What causes a neuron signal to end?
- Diffusion out of the synaptic cleft. Affected by concentration gradient.
- Enzymatic degradation, for example acetylcholinesterase breaks down acetylcholine.
- Reuptake by neurons, receptor-mediated endocytosis.
- Uptake by neuroglia, neurotransmitter transporters.
How does an effector know how strongly and how to respond to a signal
One type of receptor responds to one modality (one receptor responds to temperature, one to pressure, one to pain, etc.). Each nerve only attaches to one category of receptors, so one nerve will only attach to Merkel’s discs or only attaches to Pacinian corpuscles. For example, thermoreceptors in the skin specifically respond to temperature changes. These receptors are linked to nerves that only carry temperature information. When a thermoreceptor detects a change in temperature, it sends a signal along a dedicated pathway, or labeled line to the brain. The brain interprets this signal as temperature because it knows that the specific pathway activated is always associated with temperature sensation
An effector knows how strongly to respond based on the number of neurons firing and the frequency of their action potentials. A higher frequency of action potentials results in a more sustained and forceful response.

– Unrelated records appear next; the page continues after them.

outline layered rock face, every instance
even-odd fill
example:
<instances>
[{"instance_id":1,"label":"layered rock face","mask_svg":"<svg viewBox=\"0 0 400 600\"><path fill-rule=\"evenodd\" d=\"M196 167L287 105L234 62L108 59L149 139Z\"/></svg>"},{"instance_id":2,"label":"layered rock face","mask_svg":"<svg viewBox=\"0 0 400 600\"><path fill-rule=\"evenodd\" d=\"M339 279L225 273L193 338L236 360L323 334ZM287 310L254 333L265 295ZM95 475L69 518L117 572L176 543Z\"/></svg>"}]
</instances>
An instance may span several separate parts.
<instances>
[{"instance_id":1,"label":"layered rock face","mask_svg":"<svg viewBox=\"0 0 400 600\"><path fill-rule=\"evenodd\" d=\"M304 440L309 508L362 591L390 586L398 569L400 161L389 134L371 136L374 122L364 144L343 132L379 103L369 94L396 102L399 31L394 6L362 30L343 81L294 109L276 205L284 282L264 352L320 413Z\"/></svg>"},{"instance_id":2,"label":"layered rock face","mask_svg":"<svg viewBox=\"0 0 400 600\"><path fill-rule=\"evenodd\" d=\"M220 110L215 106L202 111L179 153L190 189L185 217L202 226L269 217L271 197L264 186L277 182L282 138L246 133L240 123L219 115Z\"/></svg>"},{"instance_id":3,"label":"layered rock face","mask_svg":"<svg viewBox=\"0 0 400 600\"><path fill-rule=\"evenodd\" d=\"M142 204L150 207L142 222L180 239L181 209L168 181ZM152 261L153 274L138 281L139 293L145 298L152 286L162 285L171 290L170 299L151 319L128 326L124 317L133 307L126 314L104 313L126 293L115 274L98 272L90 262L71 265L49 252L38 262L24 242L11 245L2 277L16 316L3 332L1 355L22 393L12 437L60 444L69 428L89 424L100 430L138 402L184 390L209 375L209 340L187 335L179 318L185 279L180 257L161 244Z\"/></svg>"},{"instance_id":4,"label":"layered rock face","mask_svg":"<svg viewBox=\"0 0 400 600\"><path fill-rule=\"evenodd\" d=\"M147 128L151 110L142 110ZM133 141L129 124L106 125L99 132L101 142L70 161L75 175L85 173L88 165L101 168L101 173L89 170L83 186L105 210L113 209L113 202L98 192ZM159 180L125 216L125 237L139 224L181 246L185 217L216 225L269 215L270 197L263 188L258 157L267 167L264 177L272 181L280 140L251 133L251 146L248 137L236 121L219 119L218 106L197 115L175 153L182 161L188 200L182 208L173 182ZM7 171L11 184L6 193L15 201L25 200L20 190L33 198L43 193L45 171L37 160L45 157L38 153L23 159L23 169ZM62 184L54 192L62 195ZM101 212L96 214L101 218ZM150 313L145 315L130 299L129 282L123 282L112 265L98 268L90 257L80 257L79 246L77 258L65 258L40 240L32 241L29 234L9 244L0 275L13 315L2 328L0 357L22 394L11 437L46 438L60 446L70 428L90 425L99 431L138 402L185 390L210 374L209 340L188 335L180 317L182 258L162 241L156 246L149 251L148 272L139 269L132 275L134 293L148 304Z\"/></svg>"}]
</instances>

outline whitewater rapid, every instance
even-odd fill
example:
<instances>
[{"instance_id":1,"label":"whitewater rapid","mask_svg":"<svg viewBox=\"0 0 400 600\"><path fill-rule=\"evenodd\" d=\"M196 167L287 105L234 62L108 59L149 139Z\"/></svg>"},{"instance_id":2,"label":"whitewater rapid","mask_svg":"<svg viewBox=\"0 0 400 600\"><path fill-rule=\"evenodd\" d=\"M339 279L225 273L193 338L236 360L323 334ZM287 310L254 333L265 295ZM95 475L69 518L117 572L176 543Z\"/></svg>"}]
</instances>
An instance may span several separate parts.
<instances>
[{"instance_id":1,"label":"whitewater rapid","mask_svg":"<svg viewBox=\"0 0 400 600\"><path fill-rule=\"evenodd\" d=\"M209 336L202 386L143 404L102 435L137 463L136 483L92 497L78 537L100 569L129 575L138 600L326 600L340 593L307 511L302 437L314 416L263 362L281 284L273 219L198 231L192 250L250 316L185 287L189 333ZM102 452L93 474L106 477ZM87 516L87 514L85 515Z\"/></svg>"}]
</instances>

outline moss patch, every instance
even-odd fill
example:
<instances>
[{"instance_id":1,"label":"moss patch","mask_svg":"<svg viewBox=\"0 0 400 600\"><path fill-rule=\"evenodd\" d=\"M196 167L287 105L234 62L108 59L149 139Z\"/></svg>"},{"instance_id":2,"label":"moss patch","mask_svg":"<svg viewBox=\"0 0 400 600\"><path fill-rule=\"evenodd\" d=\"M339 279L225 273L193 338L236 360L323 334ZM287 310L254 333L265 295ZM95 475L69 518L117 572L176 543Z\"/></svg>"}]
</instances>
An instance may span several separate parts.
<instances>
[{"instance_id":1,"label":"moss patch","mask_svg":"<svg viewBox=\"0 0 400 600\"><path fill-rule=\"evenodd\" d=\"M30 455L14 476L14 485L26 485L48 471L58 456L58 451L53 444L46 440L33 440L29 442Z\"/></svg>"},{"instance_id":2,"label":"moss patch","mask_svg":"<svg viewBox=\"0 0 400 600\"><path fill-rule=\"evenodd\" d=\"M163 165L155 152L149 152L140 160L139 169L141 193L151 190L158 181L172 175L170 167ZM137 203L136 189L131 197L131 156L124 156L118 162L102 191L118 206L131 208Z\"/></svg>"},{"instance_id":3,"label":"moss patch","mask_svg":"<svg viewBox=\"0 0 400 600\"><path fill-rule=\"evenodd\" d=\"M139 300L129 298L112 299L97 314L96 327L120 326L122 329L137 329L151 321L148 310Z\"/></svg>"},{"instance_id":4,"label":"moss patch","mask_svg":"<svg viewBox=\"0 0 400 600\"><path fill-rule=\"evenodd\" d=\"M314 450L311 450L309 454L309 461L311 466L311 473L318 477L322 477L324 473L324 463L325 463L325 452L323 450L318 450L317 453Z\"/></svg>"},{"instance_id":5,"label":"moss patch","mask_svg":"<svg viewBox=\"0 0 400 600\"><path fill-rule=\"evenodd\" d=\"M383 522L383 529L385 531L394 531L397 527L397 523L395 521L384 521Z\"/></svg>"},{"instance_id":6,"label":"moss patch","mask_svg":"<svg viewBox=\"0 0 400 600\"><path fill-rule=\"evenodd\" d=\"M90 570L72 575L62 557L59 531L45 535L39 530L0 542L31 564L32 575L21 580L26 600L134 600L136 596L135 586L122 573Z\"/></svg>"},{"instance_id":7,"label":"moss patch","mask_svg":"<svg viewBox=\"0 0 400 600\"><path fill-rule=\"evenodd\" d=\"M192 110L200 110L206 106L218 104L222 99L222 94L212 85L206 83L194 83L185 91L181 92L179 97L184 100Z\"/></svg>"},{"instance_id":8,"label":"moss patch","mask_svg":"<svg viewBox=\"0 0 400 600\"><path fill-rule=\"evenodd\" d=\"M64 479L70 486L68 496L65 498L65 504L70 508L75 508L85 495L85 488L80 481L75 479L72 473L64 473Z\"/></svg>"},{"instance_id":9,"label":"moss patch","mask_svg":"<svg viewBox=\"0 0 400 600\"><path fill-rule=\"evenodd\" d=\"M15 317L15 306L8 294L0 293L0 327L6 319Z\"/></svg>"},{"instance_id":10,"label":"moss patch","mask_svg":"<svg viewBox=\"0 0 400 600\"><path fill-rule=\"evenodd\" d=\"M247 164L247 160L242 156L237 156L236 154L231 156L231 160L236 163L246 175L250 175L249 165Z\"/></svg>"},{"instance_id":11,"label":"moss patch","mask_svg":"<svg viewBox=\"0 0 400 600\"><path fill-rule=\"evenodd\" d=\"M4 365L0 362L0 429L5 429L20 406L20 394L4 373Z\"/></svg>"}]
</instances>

Gray Matter Vs White Matter
Gray Matter
CNS: Gray matter in the CNS consists of neuron cell bodies and is found in the cerebral cortex and central regions of the spinal cord; clusters of neuron cell bodies here are called nuclei.
PNS: In the PNS, gray matter consists of neuron cell bodies grouped together in structures known as ganglia.
White Matter
CNS: White matter in the CNS is made up of myelinated axons forming tracts that transmit signals between different brain regions and between the brain and spinal cord.
PNS: White matter in the PNS consists of myelinated axons bundled into nerves that connect the CNS to the rest of the body.
Gray matter is located centrally in the spine, forms an “H”. In the brain gray matter is primarily found in the outer layer, the cerebral cortex.